HotComments: How to Make Program Comments More Useful?

Program comments have long been used as a common practice for improving inter-programmer communication and code readability, by explicitly specifying programmers' intentions and assumptions. Unfortunately, comments are not used to their maximum potential, as since most comments are written in natural language, it is very difficult to automatically analyze them. Furthermore, unlike source code, comments cannot be tested. As a result, incorrect or obsolete comments can mislead programmers and introduce new bugs later.
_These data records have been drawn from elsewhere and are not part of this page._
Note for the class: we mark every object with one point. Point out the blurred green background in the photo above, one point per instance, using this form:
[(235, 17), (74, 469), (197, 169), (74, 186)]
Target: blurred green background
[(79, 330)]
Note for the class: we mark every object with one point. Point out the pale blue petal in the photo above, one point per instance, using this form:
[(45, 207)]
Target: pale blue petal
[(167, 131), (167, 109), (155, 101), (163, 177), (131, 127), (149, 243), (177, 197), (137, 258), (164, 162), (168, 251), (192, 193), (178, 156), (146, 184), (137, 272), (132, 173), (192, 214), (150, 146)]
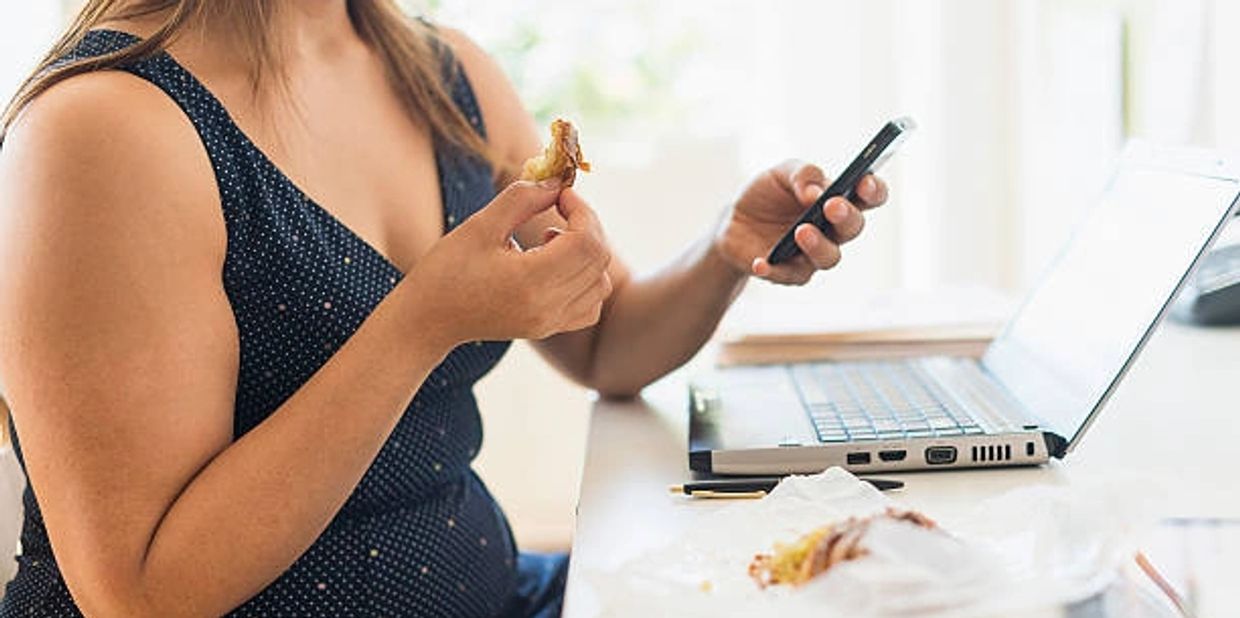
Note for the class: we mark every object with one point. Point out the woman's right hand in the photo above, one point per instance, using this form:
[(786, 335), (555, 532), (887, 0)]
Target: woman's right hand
[(479, 284)]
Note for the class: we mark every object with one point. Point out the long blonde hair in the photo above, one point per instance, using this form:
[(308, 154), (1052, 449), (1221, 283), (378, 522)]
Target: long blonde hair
[(409, 50)]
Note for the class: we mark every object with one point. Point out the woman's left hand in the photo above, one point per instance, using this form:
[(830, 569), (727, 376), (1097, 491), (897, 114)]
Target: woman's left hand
[(776, 200)]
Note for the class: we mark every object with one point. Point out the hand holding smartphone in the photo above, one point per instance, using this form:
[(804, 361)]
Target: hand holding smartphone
[(871, 159)]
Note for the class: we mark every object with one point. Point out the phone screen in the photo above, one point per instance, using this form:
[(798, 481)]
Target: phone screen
[(876, 153)]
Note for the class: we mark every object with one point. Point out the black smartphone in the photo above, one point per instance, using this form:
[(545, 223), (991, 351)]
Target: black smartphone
[(871, 159)]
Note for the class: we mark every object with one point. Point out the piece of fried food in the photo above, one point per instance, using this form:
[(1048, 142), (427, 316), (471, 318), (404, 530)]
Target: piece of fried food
[(821, 549), (561, 159)]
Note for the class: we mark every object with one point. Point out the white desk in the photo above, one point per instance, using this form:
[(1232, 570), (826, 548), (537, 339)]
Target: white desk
[(1188, 377)]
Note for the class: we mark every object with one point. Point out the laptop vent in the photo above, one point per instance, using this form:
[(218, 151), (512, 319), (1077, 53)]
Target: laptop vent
[(992, 453)]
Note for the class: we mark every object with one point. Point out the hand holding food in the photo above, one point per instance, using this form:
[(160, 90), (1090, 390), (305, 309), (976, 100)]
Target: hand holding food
[(561, 159)]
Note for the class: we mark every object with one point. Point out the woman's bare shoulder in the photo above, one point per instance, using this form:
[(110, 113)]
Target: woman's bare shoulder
[(108, 147), (510, 128)]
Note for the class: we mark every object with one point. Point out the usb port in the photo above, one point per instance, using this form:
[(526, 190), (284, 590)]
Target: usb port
[(940, 456)]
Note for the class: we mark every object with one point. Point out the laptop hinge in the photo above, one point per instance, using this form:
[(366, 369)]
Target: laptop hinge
[(1055, 444), (699, 461)]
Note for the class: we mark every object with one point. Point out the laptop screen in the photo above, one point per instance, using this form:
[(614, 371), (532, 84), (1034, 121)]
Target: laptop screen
[(1090, 313)]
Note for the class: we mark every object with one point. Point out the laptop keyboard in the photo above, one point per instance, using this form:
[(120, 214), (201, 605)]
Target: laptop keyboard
[(876, 400)]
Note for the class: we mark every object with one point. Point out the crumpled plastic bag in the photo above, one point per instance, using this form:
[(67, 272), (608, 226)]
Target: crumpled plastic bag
[(1026, 551)]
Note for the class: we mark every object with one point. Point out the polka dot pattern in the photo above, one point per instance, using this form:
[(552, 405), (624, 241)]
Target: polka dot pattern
[(419, 535)]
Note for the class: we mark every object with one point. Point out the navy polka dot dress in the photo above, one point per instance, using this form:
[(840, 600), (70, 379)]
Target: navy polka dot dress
[(419, 535)]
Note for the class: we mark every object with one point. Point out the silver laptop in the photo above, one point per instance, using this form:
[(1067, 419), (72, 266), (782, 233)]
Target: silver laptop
[(1040, 382)]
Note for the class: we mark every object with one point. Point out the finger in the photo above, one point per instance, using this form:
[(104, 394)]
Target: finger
[(518, 202), (794, 272), (846, 220), (804, 180), (551, 232), (820, 251), (872, 191), (566, 257), (579, 214)]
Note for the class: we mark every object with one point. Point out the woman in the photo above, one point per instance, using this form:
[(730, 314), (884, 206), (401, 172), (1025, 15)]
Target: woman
[(256, 255)]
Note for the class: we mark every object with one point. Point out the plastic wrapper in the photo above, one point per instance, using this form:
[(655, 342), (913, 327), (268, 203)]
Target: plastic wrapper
[(1018, 554)]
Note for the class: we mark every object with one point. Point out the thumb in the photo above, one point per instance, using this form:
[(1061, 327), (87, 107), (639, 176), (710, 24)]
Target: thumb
[(518, 202), (575, 211)]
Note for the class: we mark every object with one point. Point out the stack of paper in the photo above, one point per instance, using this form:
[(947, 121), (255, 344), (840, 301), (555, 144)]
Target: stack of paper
[(769, 329)]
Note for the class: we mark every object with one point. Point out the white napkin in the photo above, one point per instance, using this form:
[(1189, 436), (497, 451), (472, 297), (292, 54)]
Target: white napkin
[(1018, 554)]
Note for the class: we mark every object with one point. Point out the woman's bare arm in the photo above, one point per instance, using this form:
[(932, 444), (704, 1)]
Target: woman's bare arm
[(118, 353), (654, 324)]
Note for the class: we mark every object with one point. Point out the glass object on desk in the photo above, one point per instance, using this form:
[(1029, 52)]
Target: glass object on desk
[(1188, 570)]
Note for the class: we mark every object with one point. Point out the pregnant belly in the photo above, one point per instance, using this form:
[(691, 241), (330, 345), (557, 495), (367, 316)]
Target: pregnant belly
[(448, 555)]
This position paper takes an initiative to investigate how to explore comments beyond their current usage. Specifically, we study the feasibility and benefits of automatically analyzing comments to detect software bugs and bad comments. Our feasibility and benefit analysis is conducted from three aspects using Linux as a demonstration case. First, we study comments' characteristics and found that a significant percentage of comments are about “hot topics” such as synchronization and memory allocation, indicating that the comment analysis may first focus on hot topics instead of trying to “understand” any arbitrary comments. Second, we conduct a preliminary analysis that uses heuristics (i.e. keyword searches) with the assistance of natural language processing techniques to extract information from lock-related comments and then check against source code for inconsistencies. Our preliminary method has found 12 new bugs in the latest version of Linux with 2 already confirmed by the Linux Kernel developers. Third, we examine several open source bug databases and find that bad or inconsistent comments have introduced bugs, indicating the importance of maintaining comments and detecting inconsistent comments.